Rina Kikuchi is Professor of Literature at Shiga University, Japan, and Adjunct Associate Professor at the University of Canberra. She is currently working on a research project on Japanese women’s poetry of the Asia Pacific War. Her bilingual books of poetry translations include Poet to Poet: Contemporary Women Poets from Japan (2017, co-edited with Jen Crawford) and Pleasant Troubles (2018, co-translated with Harumi Kawaguchi).
Melanie Mununggurr is a Djapu writer from Yirrkala, in East Arnhem Land, mother, poet and spoken word artist. Melanie writes in both English and Dhuwal about identity, family, autism and various social issues. She is also an advocate for raising autism awareness. Melanie weaves Dhuwal throughout her writing as a way of decolonising literature and the arts. In 2019 Melanie travelled to six countries and performed at many festivals around Australia. She is the 2018 Australian Poetry Slam Champion. She is one of about 4600 speakers of Yolnu-Matha.
Quyên Nguyễn-Hoàng is a writer, curator and translator living in Vietnam. Her texts have appeared in The Margins, Jacket2, Words Without Borders and various anthologies and exhibition catalogues. Nguyễn-Hoàng's work has been supported by the PEN/Heim Fund and the Institute for Comparative Modernities at Cornell University. She holds a B.A. from Stanford University.

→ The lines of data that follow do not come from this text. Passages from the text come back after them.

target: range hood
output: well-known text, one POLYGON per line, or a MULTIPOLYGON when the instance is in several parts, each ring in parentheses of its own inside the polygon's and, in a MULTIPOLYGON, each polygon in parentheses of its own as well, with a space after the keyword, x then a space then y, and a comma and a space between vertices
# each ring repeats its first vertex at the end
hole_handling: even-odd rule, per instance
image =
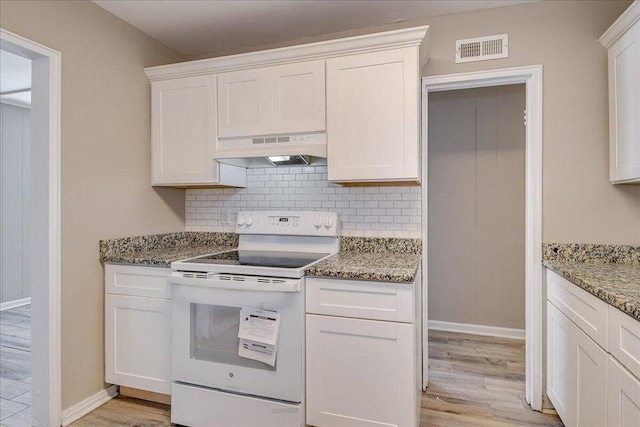
POLYGON ((219 139, 216 160, 245 168, 323 166, 327 164, 327 134, 219 139))

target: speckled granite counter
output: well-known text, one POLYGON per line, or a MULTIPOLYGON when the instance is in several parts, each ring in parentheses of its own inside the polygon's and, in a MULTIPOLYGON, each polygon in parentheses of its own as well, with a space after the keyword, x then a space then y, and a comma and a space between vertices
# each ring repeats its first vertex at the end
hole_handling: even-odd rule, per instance
POLYGON ((420 239, 343 237, 341 251, 307 268, 307 276, 411 283, 416 277, 420 239))
POLYGON ((640 321, 640 247, 545 244, 543 265, 640 321))
POLYGON ((100 241, 100 261, 169 267, 180 261, 235 249, 234 233, 178 232, 100 241))
MULTIPOLYGON (((100 261, 169 267, 173 261, 235 249, 234 233, 179 232, 100 241, 100 261)), ((420 239, 342 237, 340 253, 306 270, 309 276, 411 283, 420 239)))
POLYGON ((112 264, 146 265, 152 267, 170 267, 173 261, 235 249, 235 246, 175 246, 172 248, 152 249, 149 251, 127 252, 105 257, 102 262, 112 264))

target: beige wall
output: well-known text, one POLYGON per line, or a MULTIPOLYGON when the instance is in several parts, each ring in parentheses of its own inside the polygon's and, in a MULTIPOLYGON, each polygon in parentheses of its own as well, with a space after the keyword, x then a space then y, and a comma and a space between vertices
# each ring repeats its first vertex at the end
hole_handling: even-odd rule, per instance
POLYGON ((429 318, 524 329, 525 86, 429 98, 429 318))
MULTIPOLYGON (((631 4, 544 1, 445 15, 234 52, 428 24, 424 75, 544 66, 543 239, 640 244, 640 186, 609 183, 606 50, 598 38, 631 4), (455 64, 455 40, 509 33, 509 58, 455 64)), ((198 55, 189 59, 216 56, 198 55)))
POLYGON ((62 53, 62 408, 104 387, 98 240, 184 229, 184 190, 150 185, 143 67, 181 60, 84 1, 0 2, 0 26, 62 53))
POLYGON ((640 244, 640 186, 609 183, 606 50, 630 2, 548 1, 429 21, 427 75, 542 64, 543 239, 640 244), (454 64, 455 40, 509 33, 509 58, 454 64))

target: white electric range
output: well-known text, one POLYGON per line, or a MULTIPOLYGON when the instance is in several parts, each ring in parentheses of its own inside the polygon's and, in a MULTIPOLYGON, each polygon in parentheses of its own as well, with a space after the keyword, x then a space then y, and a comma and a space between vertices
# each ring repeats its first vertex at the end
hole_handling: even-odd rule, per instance
POLYGON ((333 212, 240 212, 237 250, 171 264, 171 421, 304 426, 304 271, 339 250, 333 212), (275 366, 239 356, 240 310, 277 312, 275 366))

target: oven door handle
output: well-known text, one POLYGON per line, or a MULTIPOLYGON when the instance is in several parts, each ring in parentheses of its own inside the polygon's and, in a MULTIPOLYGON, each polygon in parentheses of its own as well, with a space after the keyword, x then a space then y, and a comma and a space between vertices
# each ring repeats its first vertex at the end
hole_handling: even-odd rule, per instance
POLYGON ((171 275, 169 276, 169 281, 172 285, 199 286, 211 289, 229 289, 253 292, 300 292, 299 280, 287 280, 285 283, 258 283, 220 279, 197 279, 171 275))

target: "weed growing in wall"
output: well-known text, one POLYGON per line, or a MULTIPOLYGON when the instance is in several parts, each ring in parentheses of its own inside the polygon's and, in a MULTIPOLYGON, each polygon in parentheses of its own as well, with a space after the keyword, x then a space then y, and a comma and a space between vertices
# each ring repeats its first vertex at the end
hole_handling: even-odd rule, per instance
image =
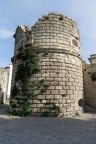
POLYGON ((64 16, 63 15, 61 15, 60 16, 60 18, 59 18, 59 20, 63 20, 64 19, 64 16))

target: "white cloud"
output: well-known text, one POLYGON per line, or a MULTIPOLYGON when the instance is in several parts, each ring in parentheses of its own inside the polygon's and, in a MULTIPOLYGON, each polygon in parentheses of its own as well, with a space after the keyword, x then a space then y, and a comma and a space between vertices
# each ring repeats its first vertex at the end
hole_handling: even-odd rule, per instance
POLYGON ((0 39, 7 39, 12 37, 14 32, 5 30, 5 29, 0 29, 0 39))

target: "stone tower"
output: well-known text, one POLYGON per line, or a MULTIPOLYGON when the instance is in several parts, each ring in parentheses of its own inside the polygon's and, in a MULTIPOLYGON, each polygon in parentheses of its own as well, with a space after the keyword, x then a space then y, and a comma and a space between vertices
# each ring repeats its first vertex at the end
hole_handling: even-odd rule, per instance
MULTIPOLYGON (((80 35, 77 24, 69 17, 49 13, 38 19, 34 26, 18 26, 16 29, 13 62, 14 83, 20 90, 20 81, 15 81, 17 67, 22 63, 17 59, 20 47, 36 45, 40 71, 31 76, 29 83, 44 83, 35 87, 36 97, 30 97, 28 110, 35 116, 73 116, 82 112, 79 102, 83 99, 82 57, 80 55, 80 35), (45 88, 45 87, 46 88, 45 88)), ((22 71, 23 73, 23 71, 22 71)), ((29 91, 32 87, 29 86, 29 91)), ((11 96, 9 111, 23 113, 25 95, 11 96)))

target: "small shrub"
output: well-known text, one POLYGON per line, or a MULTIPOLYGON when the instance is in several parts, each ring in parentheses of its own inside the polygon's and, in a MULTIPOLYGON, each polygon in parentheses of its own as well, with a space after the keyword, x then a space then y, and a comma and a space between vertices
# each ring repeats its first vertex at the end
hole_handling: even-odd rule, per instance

Pandora (b. 1974) was a blogger in the years 2006-2011. She pioneered the compilation of two anthologies of Myanmar women poets in 2012 and 2016. She has published one story book and two collections of poems. Her book Khru Pyit Launcher, published by the Era Publication, won the National Literature Award 2019 for Poetry. Pandora is an alumna of the University of Iowa International Writing Program (Fall 2012). She participated in the Taipei Poetry Festival 2017.
Alvin Pang, PhD is a Singaporean poet, writer, editor and translator. Featured in the Oxford Companion to Modern Poetry in English , Pang’s writing has been translated into more than twenty languages worldwide, including Swedish, Macedonian and Slovene. An IWP and Civitella Fellow, Pang serves on the boards of the International Poetry Studies Institute and Rabbit journal, among others, and is an honorary Adjunct Professor of RMIT University. Pang’s latest titles include WHAT HAPPENED: Poems 1997-2017 (2017) and UNINTERRUPTED TIME (2019).
Francesca Rendle-Short is an award-winning novelist, memoirist, and essayist. Her writing pays attention to form, a practice that is experimental, idiosyncratic, attentive to whimsy and transgression. Her research focuses on ethical enquiry, queer thinking, trans-national literatures and literary practices, and the value of collaboration and community building. Her five books include The Near and the Far (Vol I and II) and Bite Your Tongue. She is Professor of Creative Writing at RMIT in the School of Media and Communication, co-founder of non/fictionLab and WrICE.